Dany Laferrière, the singularity of racism in the United States

Dany Laferrière was born in Port-au-Prince in 1953. Winner of the Prix Médicis in 2009 for “The Enigma of the Return” (Grasset), he was elected to the French Academy in 2013. He is the author at Grasset of “I am a Japanese writer” (2008), of “The almost lost Art of doing nothing” (2014), of “The child who looks” (2022) and of three drawn novels, “Self-portrait of Paris with cat” (2018), “Exile is worth the journey” (2020) and “On the road with Bashô” (2021).


A short treatise on racism in America

In this book, the first he devotes to racism, Dany Laferrière focuses on what is perhaps the most important racism in the Western world, the one that is devouring the United States. Black Americans: 43 million out of a total population of 332 million – more than the entire population of Canada. 43 million going down all exploited and often martyred people. 43 million who still often experience racism. Far from organizing a Manichean opposition between Black and White, precisely, Dany Laferrière specifies: “It must be understood that the word Black does not contain all Blacks, just as the word White does not contain all Whites. It is only with the nuances that one can advance on such a mined ground. »

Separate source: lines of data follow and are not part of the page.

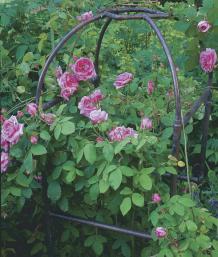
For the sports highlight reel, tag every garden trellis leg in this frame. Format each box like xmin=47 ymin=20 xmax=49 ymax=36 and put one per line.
xmin=36 ymin=7 xmax=213 ymax=257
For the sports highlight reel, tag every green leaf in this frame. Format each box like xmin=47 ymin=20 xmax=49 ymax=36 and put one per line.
xmin=99 ymin=179 xmax=109 ymax=194
xmin=40 ymin=130 xmax=51 ymax=141
xmin=61 ymin=121 xmax=75 ymax=136
xmin=139 ymin=173 xmax=152 ymax=190
xmin=185 ymin=220 xmax=198 ymax=232
xmin=30 ymin=144 xmax=47 ymax=155
xmin=109 ymin=168 xmax=122 ymax=190
xmin=132 ymin=193 xmax=144 ymax=207
xmin=84 ymin=144 xmax=96 ymax=164
xmin=120 ymin=197 xmax=132 ymax=216
xmin=47 ymin=181 xmax=61 ymax=201
xmin=103 ymin=144 xmax=114 ymax=162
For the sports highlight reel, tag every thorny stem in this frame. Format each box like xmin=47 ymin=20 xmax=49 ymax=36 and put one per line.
xmin=181 ymin=110 xmax=192 ymax=196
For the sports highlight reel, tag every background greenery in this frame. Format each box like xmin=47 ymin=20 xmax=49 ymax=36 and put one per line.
xmin=0 ymin=0 xmax=218 ymax=257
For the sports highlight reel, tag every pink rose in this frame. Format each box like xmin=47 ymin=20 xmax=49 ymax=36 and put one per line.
xmin=200 ymin=48 xmax=217 ymax=72
xmin=55 ymin=66 xmax=63 ymax=79
xmin=147 ymin=80 xmax=154 ymax=95
xmin=89 ymin=109 xmax=108 ymax=124
xmin=1 ymin=132 xmax=10 ymax=152
xmin=76 ymin=11 xmax=93 ymax=21
xmin=89 ymin=89 xmax=104 ymax=103
xmin=2 ymin=116 xmax=24 ymax=145
xmin=1 ymin=152 xmax=9 ymax=173
xmin=41 ymin=113 xmax=56 ymax=125
xmin=140 ymin=117 xmax=152 ymax=129
xmin=17 ymin=111 xmax=24 ymax=119
xmin=114 ymin=72 xmax=133 ymax=89
xmin=70 ymin=57 xmax=96 ymax=81
xmin=26 ymin=103 xmax=38 ymax=117
xmin=198 ymin=21 xmax=211 ymax=32
xmin=78 ymin=96 xmax=97 ymax=117
xmin=0 ymin=114 xmax=5 ymax=123
xmin=96 ymin=137 xmax=104 ymax=143
xmin=108 ymin=126 xmax=138 ymax=142
xmin=155 ymin=227 xmax=167 ymax=238
xmin=30 ymin=136 xmax=38 ymax=145
xmin=151 ymin=193 xmax=161 ymax=203
xmin=57 ymin=72 xmax=79 ymax=101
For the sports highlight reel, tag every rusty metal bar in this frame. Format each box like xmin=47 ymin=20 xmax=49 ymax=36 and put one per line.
xmin=50 ymin=212 xmax=152 ymax=240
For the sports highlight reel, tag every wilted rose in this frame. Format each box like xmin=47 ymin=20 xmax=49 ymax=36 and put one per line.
xmin=70 ymin=57 xmax=96 ymax=81
xmin=155 ymin=227 xmax=167 ymax=238
xmin=198 ymin=21 xmax=211 ymax=32
xmin=89 ymin=109 xmax=108 ymax=124
xmin=26 ymin=103 xmax=38 ymax=117
xmin=1 ymin=152 xmax=9 ymax=173
xmin=114 ymin=72 xmax=133 ymax=89
xmin=200 ymin=48 xmax=217 ymax=72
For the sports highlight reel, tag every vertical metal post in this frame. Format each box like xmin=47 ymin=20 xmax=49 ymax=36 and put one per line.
xmin=199 ymin=72 xmax=213 ymax=177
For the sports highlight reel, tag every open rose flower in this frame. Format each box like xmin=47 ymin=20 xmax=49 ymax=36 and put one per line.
xmin=41 ymin=113 xmax=56 ymax=125
xmin=114 ymin=72 xmax=133 ymax=89
xmin=76 ymin=11 xmax=93 ymax=21
xmin=89 ymin=89 xmax=104 ymax=103
xmin=89 ymin=109 xmax=108 ymax=124
xmin=155 ymin=227 xmax=167 ymax=238
xmin=1 ymin=152 xmax=9 ymax=173
xmin=78 ymin=96 xmax=97 ymax=117
xmin=140 ymin=117 xmax=152 ymax=129
xmin=2 ymin=116 xmax=24 ymax=145
xmin=30 ymin=135 xmax=38 ymax=145
xmin=108 ymin=126 xmax=138 ymax=142
xmin=198 ymin=21 xmax=211 ymax=32
xmin=57 ymin=72 xmax=79 ymax=101
xmin=147 ymin=80 xmax=154 ymax=95
xmin=70 ymin=57 xmax=96 ymax=81
xmin=151 ymin=193 xmax=161 ymax=203
xmin=200 ymin=48 xmax=217 ymax=72
xmin=26 ymin=103 xmax=38 ymax=117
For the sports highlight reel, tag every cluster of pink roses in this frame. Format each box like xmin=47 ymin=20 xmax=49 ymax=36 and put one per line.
xmin=197 ymin=20 xmax=217 ymax=72
xmin=1 ymin=116 xmax=24 ymax=173
xmin=78 ymin=89 xmax=108 ymax=124
xmin=55 ymin=57 xmax=96 ymax=101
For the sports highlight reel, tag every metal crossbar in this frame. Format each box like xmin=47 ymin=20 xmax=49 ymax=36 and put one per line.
xmin=36 ymin=7 xmax=212 ymax=257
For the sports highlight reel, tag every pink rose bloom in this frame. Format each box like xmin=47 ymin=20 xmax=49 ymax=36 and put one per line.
xmin=30 ymin=136 xmax=38 ymax=145
xmin=1 ymin=133 xmax=10 ymax=152
xmin=57 ymin=72 xmax=79 ymax=101
xmin=151 ymin=193 xmax=161 ymax=203
xmin=155 ymin=227 xmax=167 ymax=238
xmin=78 ymin=96 xmax=97 ymax=117
xmin=17 ymin=111 xmax=24 ymax=119
xmin=147 ymin=80 xmax=154 ymax=95
xmin=89 ymin=109 xmax=108 ymax=124
xmin=114 ymin=72 xmax=133 ymax=89
xmin=89 ymin=89 xmax=104 ymax=103
xmin=70 ymin=57 xmax=96 ymax=81
xmin=26 ymin=103 xmax=38 ymax=117
xmin=76 ymin=11 xmax=93 ymax=21
xmin=2 ymin=116 xmax=24 ymax=145
xmin=108 ymin=126 xmax=138 ymax=142
xmin=1 ymin=152 xmax=9 ymax=173
xmin=140 ymin=117 xmax=152 ymax=129
xmin=41 ymin=113 xmax=56 ymax=125
xmin=200 ymin=48 xmax=217 ymax=72
xmin=96 ymin=137 xmax=104 ymax=143
xmin=198 ymin=21 xmax=211 ymax=32
xmin=55 ymin=66 xmax=63 ymax=79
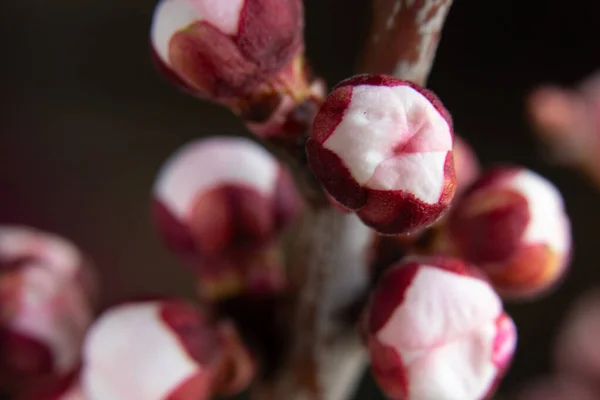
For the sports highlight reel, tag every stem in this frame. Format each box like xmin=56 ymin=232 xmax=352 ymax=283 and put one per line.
xmin=360 ymin=0 xmax=452 ymax=85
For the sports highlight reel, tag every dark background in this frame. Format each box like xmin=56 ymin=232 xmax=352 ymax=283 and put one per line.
xmin=0 ymin=0 xmax=600 ymax=399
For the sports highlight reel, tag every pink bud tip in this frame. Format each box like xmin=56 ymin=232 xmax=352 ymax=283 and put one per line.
xmin=154 ymin=137 xmax=300 ymax=262
xmin=365 ymin=258 xmax=517 ymax=400
xmin=306 ymin=75 xmax=456 ymax=234
xmin=0 ymin=226 xmax=95 ymax=390
xmin=82 ymin=300 xmax=253 ymax=400
xmin=448 ymin=168 xmax=571 ymax=298
xmin=150 ymin=0 xmax=303 ymax=103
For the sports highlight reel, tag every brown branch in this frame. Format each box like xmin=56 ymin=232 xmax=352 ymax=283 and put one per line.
xmin=359 ymin=0 xmax=452 ymax=85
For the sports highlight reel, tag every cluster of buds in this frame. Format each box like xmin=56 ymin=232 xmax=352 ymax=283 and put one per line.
xmin=154 ymin=137 xmax=300 ymax=298
xmin=151 ymin=0 xmax=324 ymax=136
xmin=79 ymin=300 xmax=255 ymax=400
xmin=0 ymin=226 xmax=96 ymax=392
xmin=363 ymin=258 xmax=516 ymax=400
xmin=444 ymin=167 xmax=571 ymax=299
xmin=306 ymin=75 xmax=456 ymax=234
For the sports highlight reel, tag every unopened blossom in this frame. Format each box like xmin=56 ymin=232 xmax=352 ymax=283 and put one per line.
xmin=0 ymin=226 xmax=95 ymax=391
xmin=447 ymin=167 xmax=571 ymax=298
xmin=151 ymin=0 xmax=322 ymax=136
xmin=364 ymin=258 xmax=516 ymax=400
xmin=527 ymin=71 xmax=600 ymax=189
xmin=307 ymin=75 xmax=456 ymax=234
xmin=81 ymin=300 xmax=254 ymax=400
xmin=153 ymin=137 xmax=300 ymax=293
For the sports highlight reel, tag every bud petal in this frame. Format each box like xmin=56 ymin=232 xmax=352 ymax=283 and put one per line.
xmin=307 ymin=75 xmax=455 ymax=233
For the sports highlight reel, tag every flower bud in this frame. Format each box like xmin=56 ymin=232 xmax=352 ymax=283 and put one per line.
xmin=364 ymin=258 xmax=516 ymax=400
xmin=447 ymin=168 xmax=571 ymax=298
xmin=151 ymin=0 xmax=320 ymax=136
xmin=307 ymin=75 xmax=456 ymax=234
xmin=82 ymin=300 xmax=254 ymax=400
xmin=0 ymin=226 xmax=93 ymax=391
xmin=154 ymin=138 xmax=300 ymax=296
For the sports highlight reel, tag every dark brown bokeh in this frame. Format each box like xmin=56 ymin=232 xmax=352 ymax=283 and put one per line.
xmin=0 ymin=0 xmax=600 ymax=399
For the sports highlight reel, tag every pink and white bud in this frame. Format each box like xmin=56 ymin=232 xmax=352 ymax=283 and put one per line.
xmin=150 ymin=0 xmax=321 ymax=136
xmin=527 ymin=72 xmax=600 ymax=185
xmin=154 ymin=137 xmax=300 ymax=296
xmin=554 ymin=290 xmax=600 ymax=382
xmin=0 ymin=226 xmax=95 ymax=390
xmin=81 ymin=300 xmax=253 ymax=400
xmin=365 ymin=258 xmax=517 ymax=400
xmin=306 ymin=75 xmax=456 ymax=234
xmin=447 ymin=167 xmax=571 ymax=298
xmin=454 ymin=135 xmax=481 ymax=193
xmin=516 ymin=376 xmax=600 ymax=400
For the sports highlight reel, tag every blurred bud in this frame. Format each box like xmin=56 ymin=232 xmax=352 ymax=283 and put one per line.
xmin=555 ymin=290 xmax=600 ymax=382
xmin=307 ymin=75 xmax=456 ymax=234
xmin=0 ymin=226 xmax=95 ymax=391
xmin=151 ymin=0 xmax=321 ymax=136
xmin=82 ymin=300 xmax=254 ymax=400
xmin=446 ymin=167 xmax=571 ymax=299
xmin=454 ymin=135 xmax=480 ymax=193
xmin=154 ymin=138 xmax=300 ymax=298
xmin=365 ymin=258 xmax=517 ymax=400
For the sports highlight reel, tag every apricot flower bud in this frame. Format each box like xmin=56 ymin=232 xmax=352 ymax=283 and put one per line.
xmin=81 ymin=300 xmax=254 ymax=400
xmin=151 ymin=0 xmax=321 ymax=136
xmin=454 ymin=135 xmax=480 ymax=193
xmin=154 ymin=137 xmax=300 ymax=296
xmin=554 ymin=289 xmax=600 ymax=382
xmin=448 ymin=167 xmax=571 ymax=298
xmin=0 ymin=226 xmax=93 ymax=391
xmin=365 ymin=258 xmax=516 ymax=400
xmin=307 ymin=75 xmax=455 ymax=234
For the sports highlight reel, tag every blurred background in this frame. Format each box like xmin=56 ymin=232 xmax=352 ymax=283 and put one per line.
xmin=0 ymin=0 xmax=600 ymax=399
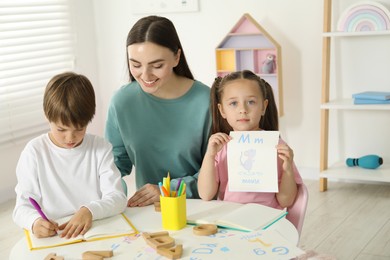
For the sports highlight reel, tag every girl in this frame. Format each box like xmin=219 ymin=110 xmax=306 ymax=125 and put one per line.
xmin=198 ymin=70 xmax=302 ymax=208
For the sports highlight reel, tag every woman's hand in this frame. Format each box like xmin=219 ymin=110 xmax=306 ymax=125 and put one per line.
xmin=127 ymin=183 xmax=160 ymax=207
xmin=59 ymin=207 xmax=92 ymax=238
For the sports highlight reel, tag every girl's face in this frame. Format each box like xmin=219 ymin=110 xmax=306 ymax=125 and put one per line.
xmin=127 ymin=42 xmax=180 ymax=97
xmin=218 ymin=79 xmax=268 ymax=131
xmin=49 ymin=122 xmax=87 ymax=149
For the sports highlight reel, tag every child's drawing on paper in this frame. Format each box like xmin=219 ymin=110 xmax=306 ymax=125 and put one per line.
xmin=240 ymin=149 xmax=256 ymax=171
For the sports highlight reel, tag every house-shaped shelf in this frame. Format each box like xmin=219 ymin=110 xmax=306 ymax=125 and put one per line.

Here, then, is a book of reflection and tact, a literary book. Combining short forms that could be compared to haikus, where he generally addresses the sensations that black people experience, and brief essays where he studies more general questions, Dany Laferrière traces a serious path, without ever being demonstrative, in the seemingly unquenchable violence of American racism. “Contempt”, “Rage”, “Ku Klux Klan” alternate with portraits of the great old men, Blacks or Whites, who acted in Black or in White: Charles Lynch, the inventor of lynching, but also Eleanor Roosevelt; and Frederick Douglass, and Harriet Beecher Stowe, the author of Uncle Tom’s Cabin, and Bessie Smith, to whom the book is dedicated, and Angela Davis. This A short treatise on racism in America ends on a note of hope, the one that Dany Laferrière entrusts to women. “Toni, Maya, Billie, Nina, come on girls, the world is yours! » (Presentation of Grasset editions).